Arsenal manager Arsene Wenger knows it is still too early to write off any side's hope of winning the Barclays Premier League after his men maintained their four-point advantage with a 2-0 win over Hull at the Emirates Stadium.

Denmark striker Nicklas Bendtner scored his first Arsenal goal since March 2011, heading home after just 90 seconds to set the Gunners on their way, with Mesut Ozil extended the lead at the start of the second half, finishing off a fine passing exchange with Aaron Ramsey.

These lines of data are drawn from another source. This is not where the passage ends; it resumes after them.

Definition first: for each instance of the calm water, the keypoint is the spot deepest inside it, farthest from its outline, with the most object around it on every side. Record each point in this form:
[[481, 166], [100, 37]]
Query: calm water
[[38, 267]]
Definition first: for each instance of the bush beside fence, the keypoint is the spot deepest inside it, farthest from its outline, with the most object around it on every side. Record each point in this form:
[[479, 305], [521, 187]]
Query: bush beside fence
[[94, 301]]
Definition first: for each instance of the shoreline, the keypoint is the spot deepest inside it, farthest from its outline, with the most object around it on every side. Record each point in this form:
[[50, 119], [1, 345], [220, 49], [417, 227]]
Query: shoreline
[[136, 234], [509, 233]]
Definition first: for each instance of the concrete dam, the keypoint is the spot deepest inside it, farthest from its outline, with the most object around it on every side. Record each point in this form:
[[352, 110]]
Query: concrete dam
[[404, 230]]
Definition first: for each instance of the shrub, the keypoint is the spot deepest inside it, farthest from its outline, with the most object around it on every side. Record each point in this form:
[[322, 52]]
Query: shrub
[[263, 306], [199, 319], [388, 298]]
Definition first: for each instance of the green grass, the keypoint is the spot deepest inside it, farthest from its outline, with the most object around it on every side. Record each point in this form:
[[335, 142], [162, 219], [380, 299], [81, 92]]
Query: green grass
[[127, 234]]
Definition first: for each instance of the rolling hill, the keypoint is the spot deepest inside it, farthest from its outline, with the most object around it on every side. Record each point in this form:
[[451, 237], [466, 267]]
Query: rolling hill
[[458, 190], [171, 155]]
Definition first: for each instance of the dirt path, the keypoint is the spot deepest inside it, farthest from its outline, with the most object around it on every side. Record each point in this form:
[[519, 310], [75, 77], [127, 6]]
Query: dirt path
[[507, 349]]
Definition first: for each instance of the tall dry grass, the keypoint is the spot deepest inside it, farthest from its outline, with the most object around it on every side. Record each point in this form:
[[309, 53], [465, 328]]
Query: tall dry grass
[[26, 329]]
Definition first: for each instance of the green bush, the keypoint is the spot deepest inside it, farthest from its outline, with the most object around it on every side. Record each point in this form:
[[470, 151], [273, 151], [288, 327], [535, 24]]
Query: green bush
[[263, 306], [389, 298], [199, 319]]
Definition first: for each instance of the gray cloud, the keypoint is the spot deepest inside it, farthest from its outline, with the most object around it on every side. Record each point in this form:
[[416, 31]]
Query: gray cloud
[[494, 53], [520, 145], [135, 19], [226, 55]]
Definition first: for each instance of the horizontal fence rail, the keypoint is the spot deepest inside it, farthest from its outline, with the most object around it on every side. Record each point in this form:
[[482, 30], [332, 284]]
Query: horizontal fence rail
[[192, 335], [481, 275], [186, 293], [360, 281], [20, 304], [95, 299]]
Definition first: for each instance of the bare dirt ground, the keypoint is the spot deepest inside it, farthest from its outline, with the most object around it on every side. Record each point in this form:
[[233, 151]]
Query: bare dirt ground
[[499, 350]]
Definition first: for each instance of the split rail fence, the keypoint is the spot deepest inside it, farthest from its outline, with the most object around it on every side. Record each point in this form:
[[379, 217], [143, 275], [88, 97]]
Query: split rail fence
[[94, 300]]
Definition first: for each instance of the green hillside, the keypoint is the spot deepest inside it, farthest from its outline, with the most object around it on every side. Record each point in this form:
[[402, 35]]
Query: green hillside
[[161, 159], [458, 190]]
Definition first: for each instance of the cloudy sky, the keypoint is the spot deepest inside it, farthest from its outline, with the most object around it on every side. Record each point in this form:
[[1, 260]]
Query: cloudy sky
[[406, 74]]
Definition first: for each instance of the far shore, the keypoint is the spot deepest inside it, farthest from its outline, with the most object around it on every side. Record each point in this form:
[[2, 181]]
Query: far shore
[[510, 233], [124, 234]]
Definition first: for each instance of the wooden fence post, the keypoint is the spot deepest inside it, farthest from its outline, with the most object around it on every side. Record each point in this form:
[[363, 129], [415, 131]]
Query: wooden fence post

The Gunners' victory saw them maintain a four-point lead over second-placed Chelsea, who won 4-3 at relegation battlers Sunderland, and move further ahead of Manchester United, who lost at home to Everton.

Wenger, though, has seen enough in his long tenure not to draw any concrete conclusions of how the season will eventually pan out just yet.

"It is a surprising defeat [to Everton], but it is still early," Wenger said.

"We have seen that before, 12 points, only on us.

"We have just to keep winning to have a chance, and not worry too much about the others."

Bendtner's last league start for Arsenal was three seasons ago and he almost left the club in the summer following several unsuccessful loan spells and hitting the headlines with his off-field behaviour.

Wenger, though, feels the 6ft 3in forward has the attributes to produce consistent performances if he is fully focused.

"Look, [it is a gamble] if a guy has not played for a long time, and his last performance was not convincing against Chelsea, but he has worked hard in training and deserved a chance," said Wenger, who used the match to give leading France forward Olivier Giroud a breather and started with the likes of England trio Jack Wilshere, Theo Walcott and Kieran Gibbs all also on the bench.

"We know that when he has the mind of the game, he has the qualities.

"He has the stature, he has good technical quality, he has quite good pace.

"We had him as a boy of 15 or 16 and I made him sign a long contract twice, so that means I always believed in his qualities."

There is little respite ahead for Arsenal who host Everton on Sunday, then travel to Napoli for their final Champions League group match before a crunch clash at Manchester City on Saturday lunchtime.

"For us it is a very, very heavy schedule," Wenger lamented.

"It is not fair or unfair, it is just no co-ordination between the television choices because you would say that we could have played on Saturday against Everton and we could play Sunday or Monday against Man City.

"It looks strange that we play Saturday morning and our next (league) game after that is Monday night against Chelsea nine days later."

Hull boss Steve Bruce, who was involved in an exchange with some Arsenal supporters behind the dugout during the closing stages, accepted his side were always going to be up against it after conceding so quickly.

"Arsenal are confident enough and then when they go 1-0 up early on it becomes a difficult evening for us," said Bruce, whose side had recorded a home win over Liverpool on Sunday.

"I was delighted to get back into the game, but we then did the same thing in the second half. However, late on we rolled our sleeves up otherwise it could have been embarrassing."